Aquele hábito de anotar os acontecimentos, especialmente quando já não sentia que podia falar sobre eles, estava justificado por datas e blocos de texto com confissões e descrições de todos os tipos. O caderno vinha de 32 anos para trás, passava por todo o período de gestação do Elias, em uma espécie de diálogo silencioso que ela manteve com o feto, para que ele tivesse consigo, inconscientemente e pela vida toda, a história por trás da ideia de quem pensava ser. Sobre como sua mãe pudera entortar — além dos cavalos pelas paredes, os livros, estantes, plantas ao redor — também seu acontecimento de fundação. Era filho de outro — e nem o caderno sabia de quem.

Saiu do banheiro e me pegou com o caderno e os olhos escancarados. Pude ver o que estava a fazer. Queria agora, com sua morte clichê, suas manias batidas e sua existência tão pouco criativa, deixar-me com alguma reviravolta. Queria pintar-me um de seus cavalos, mais deturpado por falta de habilidade que por movimento surrealista, expressionista, vanguardista. Queria, por tantos anos de silêncio e falta de amor, uma saída triunfal. Que Elias tinha o direito de saber por ela, que nunca fui pai o suficiente para me indignar em saber que não era, de fato, pai.

_ Então, a questão é você, outra vez. Não faça o esforço de se convencer de que faz isso por ele, porque ele já está muito bem com quem se tornou.

_ Você sabe que desisti das discussões com você 30 anos atrás.

Virou-se a pegar a bolsa como fazia assim que nos conhecermos, para apenas ameaçar ir embora e ver até onde me comovia com os gestos plásticos, a atitude exagerada. Desta vez, no entanto, pegou o telefone já em chamada para o Elias e não pude ver por momentos separados como fui segurá-la pelos braços. Costumava bastar, segurava seus punhos com uma única mão. Havia crescido de velha, estava forte justamente por não ter o que perder. Só pude conter-lhe pelo pescoço.

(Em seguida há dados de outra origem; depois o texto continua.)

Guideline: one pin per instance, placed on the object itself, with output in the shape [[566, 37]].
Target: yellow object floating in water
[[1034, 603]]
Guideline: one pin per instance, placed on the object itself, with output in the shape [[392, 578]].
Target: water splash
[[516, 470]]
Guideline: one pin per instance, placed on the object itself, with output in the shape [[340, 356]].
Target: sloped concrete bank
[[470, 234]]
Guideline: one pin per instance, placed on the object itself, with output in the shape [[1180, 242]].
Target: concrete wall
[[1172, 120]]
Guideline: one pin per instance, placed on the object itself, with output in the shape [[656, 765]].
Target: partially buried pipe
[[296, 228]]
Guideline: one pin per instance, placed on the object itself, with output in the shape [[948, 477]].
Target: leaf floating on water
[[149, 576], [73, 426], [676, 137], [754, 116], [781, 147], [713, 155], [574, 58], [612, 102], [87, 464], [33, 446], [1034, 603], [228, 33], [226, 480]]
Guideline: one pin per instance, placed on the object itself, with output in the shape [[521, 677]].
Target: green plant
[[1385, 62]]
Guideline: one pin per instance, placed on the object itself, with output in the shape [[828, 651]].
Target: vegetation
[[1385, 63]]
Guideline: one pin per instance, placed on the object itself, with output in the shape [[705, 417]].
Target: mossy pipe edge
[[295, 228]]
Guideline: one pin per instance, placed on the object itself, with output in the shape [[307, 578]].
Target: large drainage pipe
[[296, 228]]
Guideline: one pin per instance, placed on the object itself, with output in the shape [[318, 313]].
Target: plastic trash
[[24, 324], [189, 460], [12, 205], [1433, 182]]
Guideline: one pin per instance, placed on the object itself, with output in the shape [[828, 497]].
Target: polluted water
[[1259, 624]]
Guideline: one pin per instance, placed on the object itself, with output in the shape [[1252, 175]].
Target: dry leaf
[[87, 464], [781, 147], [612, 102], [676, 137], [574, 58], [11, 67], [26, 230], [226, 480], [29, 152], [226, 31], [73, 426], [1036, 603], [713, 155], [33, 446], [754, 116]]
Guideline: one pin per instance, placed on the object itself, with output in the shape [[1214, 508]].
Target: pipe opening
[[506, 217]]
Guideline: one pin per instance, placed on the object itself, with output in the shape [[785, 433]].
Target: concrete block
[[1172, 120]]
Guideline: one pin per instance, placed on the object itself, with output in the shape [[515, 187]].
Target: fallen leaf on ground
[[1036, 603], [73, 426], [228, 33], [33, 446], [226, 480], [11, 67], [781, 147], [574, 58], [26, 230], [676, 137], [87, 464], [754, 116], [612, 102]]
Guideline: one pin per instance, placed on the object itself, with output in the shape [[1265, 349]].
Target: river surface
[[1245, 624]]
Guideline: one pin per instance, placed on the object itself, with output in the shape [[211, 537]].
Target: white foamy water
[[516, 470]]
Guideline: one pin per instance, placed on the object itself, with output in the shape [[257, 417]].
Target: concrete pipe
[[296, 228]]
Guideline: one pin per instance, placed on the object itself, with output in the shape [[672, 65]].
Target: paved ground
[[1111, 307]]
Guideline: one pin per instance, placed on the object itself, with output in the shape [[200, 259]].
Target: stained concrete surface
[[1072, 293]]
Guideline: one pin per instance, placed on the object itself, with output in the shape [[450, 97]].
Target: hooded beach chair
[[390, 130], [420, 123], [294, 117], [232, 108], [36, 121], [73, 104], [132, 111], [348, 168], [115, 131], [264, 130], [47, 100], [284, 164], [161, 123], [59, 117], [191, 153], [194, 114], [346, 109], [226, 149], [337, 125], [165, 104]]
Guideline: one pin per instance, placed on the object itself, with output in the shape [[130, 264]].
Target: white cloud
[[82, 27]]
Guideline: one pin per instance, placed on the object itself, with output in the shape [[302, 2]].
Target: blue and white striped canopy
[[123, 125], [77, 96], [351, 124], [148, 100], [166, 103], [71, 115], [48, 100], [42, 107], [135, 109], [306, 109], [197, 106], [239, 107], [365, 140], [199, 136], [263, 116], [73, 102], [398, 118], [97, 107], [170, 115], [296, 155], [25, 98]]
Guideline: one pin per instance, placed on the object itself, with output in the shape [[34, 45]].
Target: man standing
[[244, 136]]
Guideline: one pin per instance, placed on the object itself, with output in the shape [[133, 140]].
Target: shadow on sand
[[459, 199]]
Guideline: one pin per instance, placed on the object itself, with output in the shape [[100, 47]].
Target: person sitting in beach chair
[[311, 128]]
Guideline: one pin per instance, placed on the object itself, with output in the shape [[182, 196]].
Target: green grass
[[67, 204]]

Procurei por ciúme, mas não o senti. Já não me interessava saber de quem poderia ter vindo o Elias. O menino era todo eu, chegou a homem torcendo para o meu time, o que não aprendeu comigo pegou mania dela, mas não havia espaço para outro pai. Sei como podíamos ir longe em nossas discussões, porque éramos viciados no jogo, na argumentação por si. Senti enfraquecer-se entre meus dedos e percebi que já não precisava levar essa, que ela podia ficar com a última história. Quando abri a mão, caiu de um só movimento, desdobrou-se inteira diante dos meus pés. Vi que, como por tantas outras vezes, havíamos ido longe demais.

Esperei que recuperasse a consciência sentado ao lado da estante. O móvel rangia muito discretamente, a despencar por anos, cheio de livros por ler. Na janela, o vidro molhado já trazia ensolarada a paisagem deformada da cidade ao fundo, uma releitura atravessada pelo mau tempo.

_ Alô, mãe? Mãe, tá me ouvindo?

Estava morta.

Desafio 02 — Lucas/Adriana

E o seu desafio do fim de semana é…

O cômodo onde você está agora é ocupado por duas pessoas. Podem ser amigos, um casal, parentes, vizinhos…

O que importa é a situação e o ambiente. Olhe para o cômodo, mergulhe nele e use o que está à vista para criar a cena.

Estão os dois personagens prontos para sair de casa, mas não para de chover. “Quando a chuva passar, saímos”. Era esse o combinado.

Uma pena.

Se não fosse pela chuva, eles não teriam ficado tanto tempo juntos. Se não tivessem passado tanto tempo juntos, um segredo importante não teria sido descoberto. Se o segredo não tivesse sido descoberto, um deles não teria assassinado o outro.